必要な方には、総合病院でのCT、MRI、上部消化管内視鏡検査(胃カメラ)を当診療所から直接申し込むことが可能なシステムがあります。大きな病院を受診する際には当たり前の、医師と会うための長い待ち時間が不要で、予約して検査のみを受けることが可能です。もちろん、総合的に精密検査が必要と判断した場合は、通常どおり近隣の医療機関に紹介させていただきます。
先生の診療方針について聞かせてください。
病気を診断・治療する上で医師の果たす役割は大きいですが、患者さんに対して診療方針を一方的に押しつけるというのは好きではありません。患者さんの環境や考え方もさまざまですから、できるだけ患者さんの希望を探り出し、その方にとって何が本当にベストかを判断したいです。
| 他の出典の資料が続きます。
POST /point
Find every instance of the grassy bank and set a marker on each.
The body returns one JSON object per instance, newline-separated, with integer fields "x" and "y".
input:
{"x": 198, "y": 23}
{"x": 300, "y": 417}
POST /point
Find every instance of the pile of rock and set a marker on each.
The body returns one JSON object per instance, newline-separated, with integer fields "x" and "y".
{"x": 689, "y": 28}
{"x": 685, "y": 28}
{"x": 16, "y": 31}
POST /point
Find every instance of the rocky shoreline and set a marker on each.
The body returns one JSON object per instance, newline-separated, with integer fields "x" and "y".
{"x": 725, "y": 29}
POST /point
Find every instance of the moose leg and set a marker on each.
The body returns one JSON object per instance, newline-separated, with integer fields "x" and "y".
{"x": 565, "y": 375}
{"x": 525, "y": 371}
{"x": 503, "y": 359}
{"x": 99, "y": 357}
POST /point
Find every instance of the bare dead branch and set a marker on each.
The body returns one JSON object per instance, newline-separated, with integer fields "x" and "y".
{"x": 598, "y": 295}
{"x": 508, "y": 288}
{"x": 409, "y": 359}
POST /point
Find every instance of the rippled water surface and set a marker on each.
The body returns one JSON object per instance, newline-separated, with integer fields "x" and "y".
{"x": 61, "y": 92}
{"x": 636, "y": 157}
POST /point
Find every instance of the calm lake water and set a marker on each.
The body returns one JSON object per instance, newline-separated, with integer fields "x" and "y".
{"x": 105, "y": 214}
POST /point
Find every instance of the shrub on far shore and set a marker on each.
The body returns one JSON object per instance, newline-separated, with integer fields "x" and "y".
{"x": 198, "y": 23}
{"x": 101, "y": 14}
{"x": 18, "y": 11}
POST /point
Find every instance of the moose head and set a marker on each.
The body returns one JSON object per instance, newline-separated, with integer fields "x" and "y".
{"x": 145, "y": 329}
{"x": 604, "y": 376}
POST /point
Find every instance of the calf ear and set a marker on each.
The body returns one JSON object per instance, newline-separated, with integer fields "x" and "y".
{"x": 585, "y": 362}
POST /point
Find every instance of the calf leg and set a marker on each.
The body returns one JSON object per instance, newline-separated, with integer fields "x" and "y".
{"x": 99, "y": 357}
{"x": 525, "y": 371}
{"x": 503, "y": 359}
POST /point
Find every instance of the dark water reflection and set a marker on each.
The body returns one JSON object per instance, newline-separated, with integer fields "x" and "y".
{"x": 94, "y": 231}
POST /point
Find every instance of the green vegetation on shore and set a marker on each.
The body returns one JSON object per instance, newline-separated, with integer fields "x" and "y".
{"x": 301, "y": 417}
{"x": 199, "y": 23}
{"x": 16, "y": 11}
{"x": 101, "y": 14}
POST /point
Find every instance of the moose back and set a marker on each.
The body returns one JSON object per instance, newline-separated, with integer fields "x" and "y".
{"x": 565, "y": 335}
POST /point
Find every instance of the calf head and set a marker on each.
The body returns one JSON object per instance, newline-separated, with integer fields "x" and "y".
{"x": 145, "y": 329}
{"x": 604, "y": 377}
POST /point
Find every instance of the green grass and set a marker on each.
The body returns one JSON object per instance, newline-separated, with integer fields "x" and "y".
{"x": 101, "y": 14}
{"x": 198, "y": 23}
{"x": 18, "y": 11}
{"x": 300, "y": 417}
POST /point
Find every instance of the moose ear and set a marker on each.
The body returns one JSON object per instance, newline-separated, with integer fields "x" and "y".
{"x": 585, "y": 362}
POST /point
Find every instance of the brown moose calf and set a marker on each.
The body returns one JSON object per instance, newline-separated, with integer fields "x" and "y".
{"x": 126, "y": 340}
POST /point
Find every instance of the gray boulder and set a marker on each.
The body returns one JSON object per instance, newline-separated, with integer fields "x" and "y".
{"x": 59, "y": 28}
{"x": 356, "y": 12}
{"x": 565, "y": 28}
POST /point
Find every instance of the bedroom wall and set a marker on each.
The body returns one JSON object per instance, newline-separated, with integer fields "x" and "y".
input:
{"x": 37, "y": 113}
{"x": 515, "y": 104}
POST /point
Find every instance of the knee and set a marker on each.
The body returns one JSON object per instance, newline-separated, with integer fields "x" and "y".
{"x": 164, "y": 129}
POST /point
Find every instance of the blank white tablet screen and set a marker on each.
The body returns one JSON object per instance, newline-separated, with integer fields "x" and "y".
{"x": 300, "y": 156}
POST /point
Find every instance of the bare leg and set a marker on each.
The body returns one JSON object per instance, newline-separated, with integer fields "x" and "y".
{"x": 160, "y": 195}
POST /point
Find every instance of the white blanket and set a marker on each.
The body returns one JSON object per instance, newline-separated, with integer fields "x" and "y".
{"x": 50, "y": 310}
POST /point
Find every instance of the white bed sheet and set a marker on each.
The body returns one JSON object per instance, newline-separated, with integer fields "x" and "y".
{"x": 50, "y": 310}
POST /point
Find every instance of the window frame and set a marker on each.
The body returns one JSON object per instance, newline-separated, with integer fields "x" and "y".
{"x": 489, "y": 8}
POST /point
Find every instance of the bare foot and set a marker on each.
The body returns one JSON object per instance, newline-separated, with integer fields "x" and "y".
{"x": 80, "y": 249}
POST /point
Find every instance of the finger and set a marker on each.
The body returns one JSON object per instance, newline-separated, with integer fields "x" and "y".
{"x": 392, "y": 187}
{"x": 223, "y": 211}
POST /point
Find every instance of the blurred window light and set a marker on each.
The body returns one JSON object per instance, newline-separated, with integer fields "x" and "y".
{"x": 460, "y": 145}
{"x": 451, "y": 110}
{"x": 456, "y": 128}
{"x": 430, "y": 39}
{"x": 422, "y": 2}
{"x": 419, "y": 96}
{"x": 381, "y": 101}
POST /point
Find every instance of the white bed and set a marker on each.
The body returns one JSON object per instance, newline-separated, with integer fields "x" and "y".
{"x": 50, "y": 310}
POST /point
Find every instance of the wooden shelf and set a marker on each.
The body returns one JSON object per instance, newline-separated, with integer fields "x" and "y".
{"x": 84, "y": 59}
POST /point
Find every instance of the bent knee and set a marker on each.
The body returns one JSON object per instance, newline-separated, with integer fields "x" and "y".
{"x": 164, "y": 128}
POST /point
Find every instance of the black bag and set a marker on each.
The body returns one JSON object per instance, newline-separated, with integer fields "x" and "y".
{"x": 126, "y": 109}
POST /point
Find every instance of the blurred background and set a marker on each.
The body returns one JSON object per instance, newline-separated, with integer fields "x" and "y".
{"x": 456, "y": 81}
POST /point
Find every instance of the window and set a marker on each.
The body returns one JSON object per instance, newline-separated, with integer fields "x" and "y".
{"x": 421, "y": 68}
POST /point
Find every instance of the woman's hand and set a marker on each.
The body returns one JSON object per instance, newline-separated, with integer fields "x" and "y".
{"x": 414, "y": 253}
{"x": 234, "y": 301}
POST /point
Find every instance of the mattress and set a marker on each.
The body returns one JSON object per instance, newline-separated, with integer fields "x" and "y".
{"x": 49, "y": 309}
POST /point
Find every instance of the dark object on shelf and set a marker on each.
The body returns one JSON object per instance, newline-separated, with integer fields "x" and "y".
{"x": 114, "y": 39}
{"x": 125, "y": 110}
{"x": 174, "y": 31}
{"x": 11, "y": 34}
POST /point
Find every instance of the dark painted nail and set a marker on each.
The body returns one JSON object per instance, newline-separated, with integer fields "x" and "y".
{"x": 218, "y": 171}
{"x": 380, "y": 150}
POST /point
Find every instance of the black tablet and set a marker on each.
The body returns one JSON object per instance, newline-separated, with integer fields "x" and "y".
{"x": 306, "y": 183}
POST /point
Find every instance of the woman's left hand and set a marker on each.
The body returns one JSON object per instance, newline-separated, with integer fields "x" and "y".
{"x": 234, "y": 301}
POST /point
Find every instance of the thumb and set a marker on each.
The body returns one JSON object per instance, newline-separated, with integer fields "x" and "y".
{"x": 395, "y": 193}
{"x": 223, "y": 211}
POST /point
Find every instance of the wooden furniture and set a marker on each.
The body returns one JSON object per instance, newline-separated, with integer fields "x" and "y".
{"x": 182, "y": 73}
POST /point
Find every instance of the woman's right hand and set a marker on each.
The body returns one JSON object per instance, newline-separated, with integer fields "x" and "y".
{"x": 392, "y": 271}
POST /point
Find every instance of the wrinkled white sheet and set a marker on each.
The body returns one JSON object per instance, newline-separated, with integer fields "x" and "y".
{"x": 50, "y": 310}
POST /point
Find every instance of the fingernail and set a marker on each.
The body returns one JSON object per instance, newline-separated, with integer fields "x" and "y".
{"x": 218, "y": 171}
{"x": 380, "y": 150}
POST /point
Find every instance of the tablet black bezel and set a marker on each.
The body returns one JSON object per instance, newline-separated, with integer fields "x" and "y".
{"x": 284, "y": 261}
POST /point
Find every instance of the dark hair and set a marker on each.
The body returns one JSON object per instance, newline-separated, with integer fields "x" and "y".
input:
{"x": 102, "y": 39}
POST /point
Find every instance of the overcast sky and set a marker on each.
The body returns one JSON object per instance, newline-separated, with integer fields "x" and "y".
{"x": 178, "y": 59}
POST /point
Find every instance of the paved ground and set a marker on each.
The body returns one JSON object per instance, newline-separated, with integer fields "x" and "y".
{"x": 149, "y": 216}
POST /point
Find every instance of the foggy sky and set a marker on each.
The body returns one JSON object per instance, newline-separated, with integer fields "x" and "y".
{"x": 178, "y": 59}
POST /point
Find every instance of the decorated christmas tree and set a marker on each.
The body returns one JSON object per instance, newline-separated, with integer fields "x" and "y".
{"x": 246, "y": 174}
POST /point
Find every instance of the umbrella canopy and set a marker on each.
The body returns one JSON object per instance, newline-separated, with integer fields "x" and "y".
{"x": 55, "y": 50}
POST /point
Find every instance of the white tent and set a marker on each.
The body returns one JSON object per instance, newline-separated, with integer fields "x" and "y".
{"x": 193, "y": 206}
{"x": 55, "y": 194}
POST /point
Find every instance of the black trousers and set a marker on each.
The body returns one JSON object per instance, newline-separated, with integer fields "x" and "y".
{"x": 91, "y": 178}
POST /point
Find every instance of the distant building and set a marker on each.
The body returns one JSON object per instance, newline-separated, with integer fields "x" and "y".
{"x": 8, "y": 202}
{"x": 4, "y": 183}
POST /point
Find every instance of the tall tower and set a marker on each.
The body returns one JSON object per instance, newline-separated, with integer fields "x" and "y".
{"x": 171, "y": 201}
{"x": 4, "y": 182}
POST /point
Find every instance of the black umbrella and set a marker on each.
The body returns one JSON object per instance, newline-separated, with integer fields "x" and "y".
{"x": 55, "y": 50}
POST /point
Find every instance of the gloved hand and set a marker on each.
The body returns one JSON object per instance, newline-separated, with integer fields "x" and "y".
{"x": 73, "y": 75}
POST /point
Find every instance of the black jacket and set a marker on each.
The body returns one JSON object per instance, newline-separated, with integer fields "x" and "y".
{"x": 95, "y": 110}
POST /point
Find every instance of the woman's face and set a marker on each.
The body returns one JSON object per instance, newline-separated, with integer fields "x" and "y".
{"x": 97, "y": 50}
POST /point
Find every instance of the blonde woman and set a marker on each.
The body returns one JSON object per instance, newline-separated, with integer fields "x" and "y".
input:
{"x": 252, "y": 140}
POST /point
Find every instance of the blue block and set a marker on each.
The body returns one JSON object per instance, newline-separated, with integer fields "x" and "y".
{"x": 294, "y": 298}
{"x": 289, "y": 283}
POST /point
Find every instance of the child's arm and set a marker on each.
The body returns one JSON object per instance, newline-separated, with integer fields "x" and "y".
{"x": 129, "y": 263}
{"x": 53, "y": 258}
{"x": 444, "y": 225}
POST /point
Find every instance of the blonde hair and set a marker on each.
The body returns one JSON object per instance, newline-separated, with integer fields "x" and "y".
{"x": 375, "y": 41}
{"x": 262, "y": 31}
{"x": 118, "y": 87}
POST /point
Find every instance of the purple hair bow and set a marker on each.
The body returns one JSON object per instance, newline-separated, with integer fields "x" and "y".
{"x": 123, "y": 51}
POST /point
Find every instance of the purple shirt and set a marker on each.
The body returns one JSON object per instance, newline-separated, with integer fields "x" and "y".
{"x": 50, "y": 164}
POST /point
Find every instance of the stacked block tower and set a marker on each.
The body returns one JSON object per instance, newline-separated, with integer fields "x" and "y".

病気の治療法を選択する際に、病気がよくなるかどうかという以外にも考えるべきさまざまな要素があります。病気のことやそれぞれの治療法のメリット・デメリットをなるべく患者さんにも理解していただいて、納得される治療を選んでいきたいと考えています。特に生活習慣病は自覚症状がほとんどないことが多く、患者さん自身が理解し納得されないと治療を継続できません。薬一つにしても、積極的に服用を希望される方、そうでない方がいらっしゃるので、そこをくみとって対応したいと考えています。
港湾で働く人や地域の人たちの健康ニーズに対応
ところで、継承までの経緯について聞かせてください。

医師を志したのは、人の役に立てる職業であることと、学生時代にやっていた水泳で栄養面を含めたコンディショニングの重要性を痛感し、医学に興味をもつようになったからです。スポーツ医学を学んでアスリートをサポートしたいとの思いがありました。スポーツ医学には循環器を専門とする医師が多いことも、循環器内科を選んだ理由の一つでした。その後は、大学病院や地域の中核病院などで、循環器内科の診療に携わってきました。循環器内科は、内科といっても、カテーテルなどの血管内治療や、ペースメーカーを埋め込む治療など外科的な要素があります。しかし、もともと手術などより、直接、患者さんと向き合う診療に関心があり、開業を考えていたところ、こちらの先代院長が引退されることを知り、継承することにしたのです。
院長として、今、どのような思いがありますか。
大学卒業までの大半を横浜で過ごしましたので、地元に貢献できる機会に恵まれたことはとてもうれしく思っています。また、前職のけいゆう病院では主にペースメーカー手術を担当しており、それもやりがいを感じていましたが、もともと循環器疾患につながる生活習慣病の管理や、心臓手術などを受けた方のサポートにも興味を持っていましたので、こちらでそういった診療に取り組めることに魅力を感じています。慣れてきて少し余裕ができたら、またスポーツ医学にも関わりたいという気持ちもあり、継承の道を選んだのですが、通常の患者さんの診療だけではなく、地元の企業の皆さんからもいろいろなご相談を受ける機会が増えており、なかなか余裕がありません(笑)。
最後に、読者へのメッセージをお願いします。

当診療所のようなクリニックは、欧米の「ホームドクター」という位置づけだと思います。内科、循環器内科の経験も生かしつつ、経験したことのない領域や分野についても、なるべくどんなご相談でも受け止めて、できるものには対応して、こちらで対応できないものについては、速やかに適切な医療施設に確実につないでいくことを心がけています。最近では生活習慣病などについて相談してくれる患者さんも増えてきました。このエリアの患者さんや住民の皆さん、この地域で働く方などのニーズにできるだけ応えていきたい。そして、港湾エリアの診療所として、できるだけ皆さんが元気に仕事に取り組めるように、充実した生活が送れるようにお役に立てればと思っています。